UGA Jewish Community Remembers the Holocaust on Holocaust Remembrance Day

The Red & Black (January 27, 2023)


On Jan. 27, International Holocaust Remembrance Day is acknowledged in communities around the globe and in Athens. It is a day set aside to remember the roughly six million victims of the mass genocide in Europe during World War II, and falls on the anniversary of the liberation of Auschwitz on Jan. 27, 1945.


The University of Georgia’s student Jewish life center, Hillel UGA, will observe the day on social media and provide memorial candles for those who wish to honor people lost in the Holocaust, according to Hannah Margolis, an Ezra Springboard fellow and Jewish education specialist at Hillel.


Margolis sees Holocaust Remembrance Day as a day for education and reflection, especially within her family, which was directly impacted by the Holocaust.


“A lot of people on my mom's side of the family died in the Holocaust,” Margolis said. “[But] there are also some people who survived … so there's a pretty rich history of my family who was from Eastern Europe.”


For Kira Mermelstein, chair of Hillel’s social programming committee and sophomore entertainment media studies and film double major, there is a connection to the Holocaust even though she has no known relatives who were lost.


“It's hard not to have a connection,” Mermelstein said. “[Though] in my personal family, nobody was in Europe during the war, I had teachers who had parents who were in concentration camps [and] one of my best friend’s grandparents were in concentration camps.”


Though not as publicly commemorated in the United States as in Europe, people of Jewish ancestry and faith still honor the day in different ways.


Matthew Aftergut, a member of Hillel’s Jewish life committee and a freshman intended entertainment media studies major at UGA, commemorated those lost in the Holocaust during a nine-month stay in Israel. During a trip to Poland, Aftergut visited many sites connected to the genocide, including Kraków, Warsaw and Auschwitz-Birkenau.


“It was very emotional walking through the gates at Auschwitz, where it says ‘Work will set you free’ in German. It immediately hit me, and I started to tear up,” Aftergut said. “All my friends were there, and [we were] just this group of Jews walking into a place of such tragedy. It was a bittersweet moment.”


The trip to visit these sites was a life-changing experience, especially seeing the personal belongings of victims, said Aftergut.


“You can't put six million into your head. ... But seeing in Auschwitz … all these people's belongings … It adds to the fact that these people were basically stripped away from everything they know,” Aftergut said. “They became nameless and the same as everyone else. [This] really made me feel such a connection to those individuals.”

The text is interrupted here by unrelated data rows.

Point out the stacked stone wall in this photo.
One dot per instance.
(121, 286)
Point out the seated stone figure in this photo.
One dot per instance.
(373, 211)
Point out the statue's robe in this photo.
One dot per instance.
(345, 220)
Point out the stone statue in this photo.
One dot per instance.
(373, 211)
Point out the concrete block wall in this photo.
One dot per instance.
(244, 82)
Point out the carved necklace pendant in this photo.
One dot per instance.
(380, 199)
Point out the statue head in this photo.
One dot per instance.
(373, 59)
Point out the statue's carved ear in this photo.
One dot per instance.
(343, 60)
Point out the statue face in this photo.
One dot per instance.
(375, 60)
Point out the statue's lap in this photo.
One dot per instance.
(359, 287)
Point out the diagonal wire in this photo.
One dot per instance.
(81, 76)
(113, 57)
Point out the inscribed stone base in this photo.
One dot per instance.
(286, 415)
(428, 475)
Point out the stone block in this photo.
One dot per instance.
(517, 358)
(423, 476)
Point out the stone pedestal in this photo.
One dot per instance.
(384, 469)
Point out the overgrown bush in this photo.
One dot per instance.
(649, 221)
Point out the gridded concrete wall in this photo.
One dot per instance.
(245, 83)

This connection to his faith is what motivated Aftergut to join Hillel and to continue practicing his faith on campus, even amidst the lingering fear of Antisemitism in the South.


“In Israel, I felt safer to be Jewish than coming back here. Since I've been back, I haven't been fully comfortable enough to wear [the Kippah],” Aftergut said.


Regardless, Aftergut and the UGA Jewish community continue to practice their religion proudly while acknowledging and remembering past tragedies.


“I always wear my Star of David on [my] necklace,” Mermelstein said. “And I try and just stand a little taller and be a little prouder of who I am and where I come from.”